Les jours non indemnisés (qui sont déduits du nombre total de jours du mois indemnisé) ne sont pas perdus ; Ils vont venir se rajouter à la période d’indemnisation. Sans pouvoir néanmoins repousser la durée maximale d’indemnisation (24 ou 36 mois maximum).

Pour les micro-entrepreneurs, le calcul du revenu imposable mensuel va être calculé à partir du chiffre d’affaires encaissé dans le mois de référence. Il sera appliqué sur ce dernier l’abattement forfaitaire pour frais professionnels mentionné à l’article 50-0 et 102ter du Code général des impôts. En fonction de la nature de l’activité exercée, il sera de 71%, 50% ou 34%.

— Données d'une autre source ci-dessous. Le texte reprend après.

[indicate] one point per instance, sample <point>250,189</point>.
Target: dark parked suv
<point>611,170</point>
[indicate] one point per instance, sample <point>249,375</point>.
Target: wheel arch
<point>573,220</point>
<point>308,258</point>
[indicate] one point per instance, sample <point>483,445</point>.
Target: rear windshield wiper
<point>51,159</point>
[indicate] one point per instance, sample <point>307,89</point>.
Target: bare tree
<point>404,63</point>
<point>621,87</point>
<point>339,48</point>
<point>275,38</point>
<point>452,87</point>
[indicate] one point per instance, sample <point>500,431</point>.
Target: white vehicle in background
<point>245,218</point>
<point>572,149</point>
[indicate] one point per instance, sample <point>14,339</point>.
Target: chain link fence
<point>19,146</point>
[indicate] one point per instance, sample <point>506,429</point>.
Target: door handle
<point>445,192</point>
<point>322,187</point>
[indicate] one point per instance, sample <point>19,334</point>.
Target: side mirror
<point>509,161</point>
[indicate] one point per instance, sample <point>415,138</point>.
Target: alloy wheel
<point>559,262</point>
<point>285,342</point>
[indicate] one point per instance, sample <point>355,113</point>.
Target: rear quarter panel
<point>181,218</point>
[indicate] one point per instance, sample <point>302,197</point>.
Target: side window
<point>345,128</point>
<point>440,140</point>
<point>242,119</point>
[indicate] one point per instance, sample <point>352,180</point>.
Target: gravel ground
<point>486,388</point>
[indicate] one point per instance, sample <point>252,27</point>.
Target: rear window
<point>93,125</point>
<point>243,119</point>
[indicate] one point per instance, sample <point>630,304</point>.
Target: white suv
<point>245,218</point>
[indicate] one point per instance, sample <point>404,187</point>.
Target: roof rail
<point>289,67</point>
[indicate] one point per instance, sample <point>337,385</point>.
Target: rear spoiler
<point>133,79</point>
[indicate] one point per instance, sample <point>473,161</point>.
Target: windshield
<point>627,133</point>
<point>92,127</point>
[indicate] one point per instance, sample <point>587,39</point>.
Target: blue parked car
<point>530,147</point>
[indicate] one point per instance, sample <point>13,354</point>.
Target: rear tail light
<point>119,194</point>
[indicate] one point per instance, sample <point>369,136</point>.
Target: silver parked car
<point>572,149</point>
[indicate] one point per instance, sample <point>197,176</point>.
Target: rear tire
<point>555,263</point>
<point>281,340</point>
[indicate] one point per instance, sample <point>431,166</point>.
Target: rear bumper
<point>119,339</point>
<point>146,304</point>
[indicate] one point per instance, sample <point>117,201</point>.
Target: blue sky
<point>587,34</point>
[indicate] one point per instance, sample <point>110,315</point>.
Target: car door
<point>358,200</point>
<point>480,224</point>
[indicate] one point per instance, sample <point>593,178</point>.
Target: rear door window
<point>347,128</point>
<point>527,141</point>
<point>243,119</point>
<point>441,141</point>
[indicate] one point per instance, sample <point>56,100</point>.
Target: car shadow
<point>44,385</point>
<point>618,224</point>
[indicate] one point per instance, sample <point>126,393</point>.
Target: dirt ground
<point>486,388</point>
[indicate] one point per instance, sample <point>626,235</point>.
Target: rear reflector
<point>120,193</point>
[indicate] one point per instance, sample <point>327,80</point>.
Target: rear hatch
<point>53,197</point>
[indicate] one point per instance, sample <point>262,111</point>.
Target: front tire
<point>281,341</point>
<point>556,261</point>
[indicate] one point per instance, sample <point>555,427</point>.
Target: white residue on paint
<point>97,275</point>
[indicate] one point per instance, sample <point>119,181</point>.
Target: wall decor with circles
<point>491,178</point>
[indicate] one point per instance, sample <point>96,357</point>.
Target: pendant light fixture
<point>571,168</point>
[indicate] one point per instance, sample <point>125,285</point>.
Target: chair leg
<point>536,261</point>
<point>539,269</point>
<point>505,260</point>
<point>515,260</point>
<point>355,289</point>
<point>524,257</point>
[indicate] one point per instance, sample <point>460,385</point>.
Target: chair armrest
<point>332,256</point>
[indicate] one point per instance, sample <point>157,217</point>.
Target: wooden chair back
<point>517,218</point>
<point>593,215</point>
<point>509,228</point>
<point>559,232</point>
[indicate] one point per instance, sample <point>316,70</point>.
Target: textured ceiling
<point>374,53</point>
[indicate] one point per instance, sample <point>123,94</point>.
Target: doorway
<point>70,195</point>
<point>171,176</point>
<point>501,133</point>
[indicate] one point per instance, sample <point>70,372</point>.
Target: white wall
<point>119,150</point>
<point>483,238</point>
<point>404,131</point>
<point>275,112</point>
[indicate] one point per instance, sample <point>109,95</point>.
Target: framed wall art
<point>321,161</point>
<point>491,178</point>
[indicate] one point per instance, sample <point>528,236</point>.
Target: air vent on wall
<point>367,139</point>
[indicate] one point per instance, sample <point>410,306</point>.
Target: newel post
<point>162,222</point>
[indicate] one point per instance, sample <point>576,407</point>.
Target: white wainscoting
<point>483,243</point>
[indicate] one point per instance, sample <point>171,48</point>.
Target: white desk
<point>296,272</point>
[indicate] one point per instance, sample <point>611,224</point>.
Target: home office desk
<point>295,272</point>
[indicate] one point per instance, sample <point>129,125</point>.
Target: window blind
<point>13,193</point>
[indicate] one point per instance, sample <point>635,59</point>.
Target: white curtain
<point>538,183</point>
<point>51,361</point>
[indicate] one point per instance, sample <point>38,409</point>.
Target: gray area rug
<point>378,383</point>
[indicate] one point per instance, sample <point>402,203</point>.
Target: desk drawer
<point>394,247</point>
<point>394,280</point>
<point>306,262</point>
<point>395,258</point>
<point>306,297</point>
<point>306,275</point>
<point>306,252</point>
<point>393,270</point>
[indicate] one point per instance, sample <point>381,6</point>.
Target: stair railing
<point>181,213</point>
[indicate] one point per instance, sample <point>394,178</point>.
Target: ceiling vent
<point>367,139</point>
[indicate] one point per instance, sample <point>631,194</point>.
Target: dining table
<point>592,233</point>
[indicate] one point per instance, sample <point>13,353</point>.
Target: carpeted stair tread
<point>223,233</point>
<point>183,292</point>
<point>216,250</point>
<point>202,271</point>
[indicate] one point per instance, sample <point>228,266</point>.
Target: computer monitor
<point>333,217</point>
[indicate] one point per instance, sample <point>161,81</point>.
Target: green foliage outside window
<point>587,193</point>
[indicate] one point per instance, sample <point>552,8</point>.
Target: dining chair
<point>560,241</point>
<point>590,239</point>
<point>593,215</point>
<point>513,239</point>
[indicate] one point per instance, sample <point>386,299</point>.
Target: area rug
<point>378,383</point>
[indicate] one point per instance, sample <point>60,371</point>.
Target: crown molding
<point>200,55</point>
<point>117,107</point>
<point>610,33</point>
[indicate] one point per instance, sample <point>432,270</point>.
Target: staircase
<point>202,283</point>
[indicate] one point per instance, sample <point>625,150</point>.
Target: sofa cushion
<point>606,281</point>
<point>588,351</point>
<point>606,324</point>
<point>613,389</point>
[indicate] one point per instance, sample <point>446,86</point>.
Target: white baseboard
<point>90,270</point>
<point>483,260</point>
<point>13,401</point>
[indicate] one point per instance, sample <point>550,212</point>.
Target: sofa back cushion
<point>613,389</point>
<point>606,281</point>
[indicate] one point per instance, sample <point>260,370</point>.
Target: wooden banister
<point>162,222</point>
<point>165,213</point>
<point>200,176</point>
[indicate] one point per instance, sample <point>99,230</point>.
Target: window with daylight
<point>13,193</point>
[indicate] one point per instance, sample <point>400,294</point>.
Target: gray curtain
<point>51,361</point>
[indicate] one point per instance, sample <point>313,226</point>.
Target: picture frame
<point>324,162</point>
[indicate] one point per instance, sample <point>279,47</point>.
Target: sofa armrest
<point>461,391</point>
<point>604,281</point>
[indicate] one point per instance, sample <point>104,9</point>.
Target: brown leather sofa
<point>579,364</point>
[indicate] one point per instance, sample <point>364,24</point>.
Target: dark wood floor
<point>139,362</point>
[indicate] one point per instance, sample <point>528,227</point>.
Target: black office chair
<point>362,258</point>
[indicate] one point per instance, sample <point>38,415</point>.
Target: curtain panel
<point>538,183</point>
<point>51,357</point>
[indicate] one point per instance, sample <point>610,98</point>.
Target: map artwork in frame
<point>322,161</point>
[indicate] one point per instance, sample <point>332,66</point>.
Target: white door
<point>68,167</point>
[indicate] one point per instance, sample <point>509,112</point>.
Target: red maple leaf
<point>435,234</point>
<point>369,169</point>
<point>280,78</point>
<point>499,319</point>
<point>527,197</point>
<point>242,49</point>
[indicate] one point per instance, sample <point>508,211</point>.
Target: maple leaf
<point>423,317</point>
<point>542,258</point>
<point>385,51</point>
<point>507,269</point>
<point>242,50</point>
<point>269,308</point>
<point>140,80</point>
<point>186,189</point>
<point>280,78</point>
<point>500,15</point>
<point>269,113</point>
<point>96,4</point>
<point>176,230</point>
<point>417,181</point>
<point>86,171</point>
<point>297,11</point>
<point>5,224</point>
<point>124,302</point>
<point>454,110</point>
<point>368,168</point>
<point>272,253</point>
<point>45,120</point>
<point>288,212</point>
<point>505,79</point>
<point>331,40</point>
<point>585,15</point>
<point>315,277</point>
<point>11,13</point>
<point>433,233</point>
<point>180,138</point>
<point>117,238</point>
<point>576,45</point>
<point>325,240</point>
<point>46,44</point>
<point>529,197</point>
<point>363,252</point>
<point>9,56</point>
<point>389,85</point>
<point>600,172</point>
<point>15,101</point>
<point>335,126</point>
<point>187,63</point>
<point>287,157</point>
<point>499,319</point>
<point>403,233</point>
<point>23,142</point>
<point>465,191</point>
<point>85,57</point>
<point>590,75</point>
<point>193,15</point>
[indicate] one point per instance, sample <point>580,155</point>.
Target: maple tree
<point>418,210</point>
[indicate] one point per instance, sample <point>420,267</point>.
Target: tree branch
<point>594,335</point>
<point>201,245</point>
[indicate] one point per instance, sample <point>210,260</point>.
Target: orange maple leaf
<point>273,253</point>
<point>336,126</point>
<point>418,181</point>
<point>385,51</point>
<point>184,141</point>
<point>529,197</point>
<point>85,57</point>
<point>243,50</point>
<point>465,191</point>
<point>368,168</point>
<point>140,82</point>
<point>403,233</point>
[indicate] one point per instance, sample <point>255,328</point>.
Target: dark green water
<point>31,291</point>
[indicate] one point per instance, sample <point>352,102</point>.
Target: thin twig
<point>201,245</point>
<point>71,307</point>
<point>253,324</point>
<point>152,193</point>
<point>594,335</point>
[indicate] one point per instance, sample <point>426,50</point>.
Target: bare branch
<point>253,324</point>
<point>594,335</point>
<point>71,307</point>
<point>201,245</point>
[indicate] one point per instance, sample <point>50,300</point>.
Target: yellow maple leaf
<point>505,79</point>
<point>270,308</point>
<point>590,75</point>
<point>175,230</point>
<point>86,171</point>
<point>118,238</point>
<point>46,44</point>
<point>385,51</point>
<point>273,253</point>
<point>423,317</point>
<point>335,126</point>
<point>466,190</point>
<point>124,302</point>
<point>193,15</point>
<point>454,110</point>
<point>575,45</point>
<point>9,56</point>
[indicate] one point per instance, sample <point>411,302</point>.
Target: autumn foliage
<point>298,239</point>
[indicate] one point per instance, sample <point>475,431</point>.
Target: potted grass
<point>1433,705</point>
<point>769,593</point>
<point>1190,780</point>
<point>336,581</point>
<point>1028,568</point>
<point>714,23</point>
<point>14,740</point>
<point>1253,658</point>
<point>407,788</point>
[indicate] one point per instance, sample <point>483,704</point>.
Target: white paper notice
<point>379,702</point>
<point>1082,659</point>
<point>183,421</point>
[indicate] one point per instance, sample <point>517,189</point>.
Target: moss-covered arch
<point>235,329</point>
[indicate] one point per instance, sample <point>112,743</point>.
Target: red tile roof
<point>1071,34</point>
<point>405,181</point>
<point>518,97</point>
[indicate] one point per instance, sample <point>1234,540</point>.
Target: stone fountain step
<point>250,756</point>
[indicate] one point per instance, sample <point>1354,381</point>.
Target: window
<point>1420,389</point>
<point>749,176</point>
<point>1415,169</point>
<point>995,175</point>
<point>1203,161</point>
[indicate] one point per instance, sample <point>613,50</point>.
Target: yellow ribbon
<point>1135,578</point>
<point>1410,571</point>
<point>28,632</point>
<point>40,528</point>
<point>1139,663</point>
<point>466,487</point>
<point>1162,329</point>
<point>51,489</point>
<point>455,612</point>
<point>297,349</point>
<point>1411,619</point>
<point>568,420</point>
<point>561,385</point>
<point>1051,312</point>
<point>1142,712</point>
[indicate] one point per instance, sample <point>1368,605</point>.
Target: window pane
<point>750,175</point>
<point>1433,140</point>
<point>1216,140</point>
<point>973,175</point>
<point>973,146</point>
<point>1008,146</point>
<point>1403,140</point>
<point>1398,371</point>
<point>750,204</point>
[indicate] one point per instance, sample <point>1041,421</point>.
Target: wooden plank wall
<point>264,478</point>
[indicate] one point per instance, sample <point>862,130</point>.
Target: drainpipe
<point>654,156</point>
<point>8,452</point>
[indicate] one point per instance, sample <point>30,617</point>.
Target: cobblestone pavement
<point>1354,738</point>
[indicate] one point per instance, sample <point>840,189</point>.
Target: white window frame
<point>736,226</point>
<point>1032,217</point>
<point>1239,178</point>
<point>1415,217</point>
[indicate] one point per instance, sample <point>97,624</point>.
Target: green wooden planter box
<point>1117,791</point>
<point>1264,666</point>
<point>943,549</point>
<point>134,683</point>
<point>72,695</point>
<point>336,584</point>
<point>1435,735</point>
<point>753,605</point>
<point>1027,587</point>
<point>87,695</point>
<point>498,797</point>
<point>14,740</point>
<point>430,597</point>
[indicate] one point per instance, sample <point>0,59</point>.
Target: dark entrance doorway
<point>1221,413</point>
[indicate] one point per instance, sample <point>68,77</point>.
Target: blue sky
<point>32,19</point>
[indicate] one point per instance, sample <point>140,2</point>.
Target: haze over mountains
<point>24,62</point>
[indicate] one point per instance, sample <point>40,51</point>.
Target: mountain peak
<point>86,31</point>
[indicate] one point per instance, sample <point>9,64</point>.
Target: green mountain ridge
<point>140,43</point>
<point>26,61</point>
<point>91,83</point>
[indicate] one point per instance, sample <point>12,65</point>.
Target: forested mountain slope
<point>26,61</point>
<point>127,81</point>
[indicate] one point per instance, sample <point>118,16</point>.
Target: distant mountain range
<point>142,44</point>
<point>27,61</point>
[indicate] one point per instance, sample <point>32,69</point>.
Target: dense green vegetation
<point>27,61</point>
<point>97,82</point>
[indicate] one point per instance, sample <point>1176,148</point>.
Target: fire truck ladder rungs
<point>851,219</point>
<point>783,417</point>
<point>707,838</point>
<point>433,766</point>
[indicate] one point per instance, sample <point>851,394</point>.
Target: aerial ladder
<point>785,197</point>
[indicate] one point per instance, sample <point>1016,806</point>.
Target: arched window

Exemple : Un micro-entrepreneur exerce une activité de prestations de service artisanale. Relevant des bénéfices industriels et commerciaux (BIC), l’abattement forfaitaire est de 50% pour déterminer le revenu imposable issu du chiffre d’affaires encaissé.

Il réalise un chiffre d’affaires de 900 € sur la période de référence d’un mois. Le revenu imposable s’élève donc à 450 €. Pôle Emploi va retenir le revenu forfaire de 450 x 70%, soit 315 €.

Il perçoit une allocation d’aide au retour à l’emploi (ARE) de 50€ par jour.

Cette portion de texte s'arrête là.